Hallo,
Herr X wohnt in einer Wohnung eines Mehrfamilienhauses. Seine Wohnung befindet sich genau zwischen 2 Wohnungen, in denen Prostituierte arbeiten.
Die Wohnung von Herrn X verliert seiner Meinung nach an Wert durch das Gewerbe.
Welche rechtliche Möglichkeit hat Herr X, um entweder Schadensersatz oder aber die Verlegung des Gewerbes der Parteien zu erzwingen?
Hallo
Ich würde einmal den Vermieter ansprechen ob er überhaupt informiert ist was sich dort abspielt .
Dann würde ich mich mit dem Ordnungsamt in Verbindung setzen ob das legitim ist .
Vielleicht erledigt sich ja das Ganze anschließend von ganz alleine .
viele Grüße noro
Hallo
Ich würde einmal den Vermieter ansprechen ob er überhaupt
informiert ist was sich dort abspielt .
Dann würde ich mich mit dem Ordnungsamt in Verbindung setzen
ob das legitim ist .
Vielleicht erledigt sich ja das Ganze anschließend von ganz
alleine .
Herr X ist der Vermieter und er hat mittlerweile den dritten Mieter in 2 Jahren in der Wohnung.
Die Hausverwaltung verbietet Gewerbe in dem Baukomplex, lässt aber zum Erstaunen dieses Gewerbe zu. 2015 soll ein Bußgeld angedroht werden, wenn die Prostitution nicht stoppt.
Der Prostituiertenchef stellt nun einen Antrag bei der Hausverwaltung, das Gewerbe bis 2021 betreiben zu dürfen.

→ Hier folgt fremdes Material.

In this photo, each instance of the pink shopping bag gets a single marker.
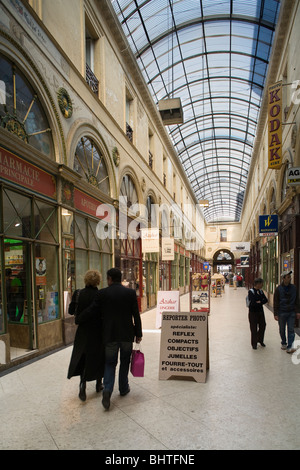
(137, 363)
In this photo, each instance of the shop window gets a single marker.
(81, 267)
(45, 222)
(47, 285)
(16, 215)
(81, 239)
(128, 193)
(90, 252)
(90, 49)
(89, 163)
(223, 235)
(94, 242)
(21, 112)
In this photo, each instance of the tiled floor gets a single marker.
(251, 399)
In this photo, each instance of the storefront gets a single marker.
(128, 249)
(29, 246)
(82, 249)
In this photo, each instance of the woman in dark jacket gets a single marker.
(87, 358)
(257, 320)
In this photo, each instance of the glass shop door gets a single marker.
(19, 304)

Herr X findet das lächerlich, aber sehr wahrscheinlich, da das Gewerbe seit 1994 schon betrieben wird.
Herr X ist der Vermieter und er hat mittlerweile den dritten Mieter in 2 Jahren in der Wohnung.
Er soll doch den/die Vermieter der beiden benachbarten Wohnungen ansprechen, in denen die Prostitution stattfindet.
Die Hausverwaltung verbietet Gewerbe in dem Baukomplex, …
Es soll auch nicht die Hausverwaltung, sondern das Ordnungsamt befragt werden. In vielen Gemeinden ist Prostitution in Wohngebieten verboten, und da könnte dann die Hausverwaltung auch nichts dran ändern.